An Enlightening Experience, Courtesy of Sherman Alexie

On November 9, 2013 I went to go see Sherman Alexie. He is described as “a gifted orator, he tells tales of contemporary American Indian life laced with razor-sharp humor, unsettling candor, and biting wit” on the Chicago Humanities Festival website. He is also the author of The Absolutely True Diary of a Part-Time Indian and The Lone Ranger and Tonto Fistfight in Heaven, as well as multiple other works. I did not really know what to expect walking in, all I knew is that it would definitely be interesting. Alexie discussed many topics such as banned books, small business Saturday, reservations, Native Americans sports mascots, and mental health.

He talked about reservations in Native American society today. He made an immense impact with his statement that reservations are “rural concentration camps” and that they “were created in an act of war”. I find this statement fascinating because we just finished learning about Andrew Jackson and the Indian Removal policy. While there is no exact count, many died on the Trail of Tears which was the forcible removal of Native Americans off their lands. Alexie’s statement could be considered correct for the facts that reservations, similar to concentration camps, were places to hold unliked members of society in one area.
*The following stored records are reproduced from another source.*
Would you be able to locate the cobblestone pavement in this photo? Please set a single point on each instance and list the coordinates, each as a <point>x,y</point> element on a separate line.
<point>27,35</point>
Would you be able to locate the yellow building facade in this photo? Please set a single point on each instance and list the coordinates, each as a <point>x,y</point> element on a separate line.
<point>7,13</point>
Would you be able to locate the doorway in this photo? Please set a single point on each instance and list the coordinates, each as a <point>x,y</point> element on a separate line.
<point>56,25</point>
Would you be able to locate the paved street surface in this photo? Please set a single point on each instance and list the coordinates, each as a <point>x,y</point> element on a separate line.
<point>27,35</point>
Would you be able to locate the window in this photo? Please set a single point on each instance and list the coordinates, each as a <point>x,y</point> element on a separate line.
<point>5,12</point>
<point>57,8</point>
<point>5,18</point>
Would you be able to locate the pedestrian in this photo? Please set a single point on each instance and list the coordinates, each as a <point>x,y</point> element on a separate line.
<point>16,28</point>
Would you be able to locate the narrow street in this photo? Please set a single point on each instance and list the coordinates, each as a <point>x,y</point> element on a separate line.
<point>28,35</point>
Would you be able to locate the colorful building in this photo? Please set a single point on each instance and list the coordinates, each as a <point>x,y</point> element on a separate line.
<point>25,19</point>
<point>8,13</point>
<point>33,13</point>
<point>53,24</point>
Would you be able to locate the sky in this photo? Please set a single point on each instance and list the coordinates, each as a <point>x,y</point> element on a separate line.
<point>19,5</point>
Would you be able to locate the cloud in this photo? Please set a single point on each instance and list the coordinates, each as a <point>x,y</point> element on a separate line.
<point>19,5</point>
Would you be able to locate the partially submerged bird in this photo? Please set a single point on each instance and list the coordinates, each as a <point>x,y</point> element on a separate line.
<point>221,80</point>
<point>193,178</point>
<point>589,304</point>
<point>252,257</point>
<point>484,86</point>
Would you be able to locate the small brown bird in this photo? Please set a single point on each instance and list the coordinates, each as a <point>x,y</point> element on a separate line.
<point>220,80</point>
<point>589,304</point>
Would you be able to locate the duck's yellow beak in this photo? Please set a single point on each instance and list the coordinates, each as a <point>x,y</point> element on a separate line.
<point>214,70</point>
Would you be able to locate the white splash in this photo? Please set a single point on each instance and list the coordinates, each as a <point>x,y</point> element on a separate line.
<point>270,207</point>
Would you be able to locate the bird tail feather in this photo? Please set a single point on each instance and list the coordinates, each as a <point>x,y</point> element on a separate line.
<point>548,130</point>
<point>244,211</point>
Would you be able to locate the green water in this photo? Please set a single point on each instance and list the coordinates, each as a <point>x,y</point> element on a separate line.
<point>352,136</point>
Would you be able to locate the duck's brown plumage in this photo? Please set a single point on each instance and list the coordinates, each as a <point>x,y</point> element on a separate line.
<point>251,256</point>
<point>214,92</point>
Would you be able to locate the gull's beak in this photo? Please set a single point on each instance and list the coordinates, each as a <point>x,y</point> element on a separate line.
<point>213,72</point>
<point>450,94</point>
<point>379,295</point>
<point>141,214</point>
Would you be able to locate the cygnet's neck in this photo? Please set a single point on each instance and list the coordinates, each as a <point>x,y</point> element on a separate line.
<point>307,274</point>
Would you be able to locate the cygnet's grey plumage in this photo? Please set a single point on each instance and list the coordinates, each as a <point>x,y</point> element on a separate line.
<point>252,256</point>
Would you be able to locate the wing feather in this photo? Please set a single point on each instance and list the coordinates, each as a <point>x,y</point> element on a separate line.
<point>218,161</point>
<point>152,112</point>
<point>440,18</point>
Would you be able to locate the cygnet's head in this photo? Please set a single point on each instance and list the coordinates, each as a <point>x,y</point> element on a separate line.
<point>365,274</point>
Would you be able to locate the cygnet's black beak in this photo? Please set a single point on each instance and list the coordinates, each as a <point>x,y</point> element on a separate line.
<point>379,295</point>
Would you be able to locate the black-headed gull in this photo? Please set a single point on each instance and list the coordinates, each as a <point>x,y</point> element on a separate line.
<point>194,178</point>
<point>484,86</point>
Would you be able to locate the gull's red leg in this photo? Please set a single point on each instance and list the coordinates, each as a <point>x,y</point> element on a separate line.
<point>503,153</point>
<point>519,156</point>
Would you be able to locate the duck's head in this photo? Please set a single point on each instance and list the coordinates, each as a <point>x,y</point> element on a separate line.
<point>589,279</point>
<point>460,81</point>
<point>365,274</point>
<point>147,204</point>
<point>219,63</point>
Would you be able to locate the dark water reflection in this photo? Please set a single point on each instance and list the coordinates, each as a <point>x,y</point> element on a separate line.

They were also created as a way to claim more territory for whites and this could make them seem like they were created in an act of war.

At the end of his conversation with the interviewer, the floor was opened for questions and one of the questions was from a teacher. She asked him about his bipolar disorder and basically how it was like to be Native American and bipolar.  I did not know that he suffered from bipolar disorder when I came in and I was amazed that he could talk so easily and openly about his condition.  Alexie made me realize that at the end of the day no matter what a person’s race and background is, bipolar disorder is hard to deal with. His comments on his disorder made me think about the Eugenics Movement in America. As a part of the movement some people wanted to cleanse the gene pool so they sterilized people who they considered unfit to have children, sometimes against those people’s wishes. People who were considered unfit included ones with mental illnesses.

Alexie made me consider parts of American history and culture differently. I am glad that I went to see him because it was truly an enlightening experience.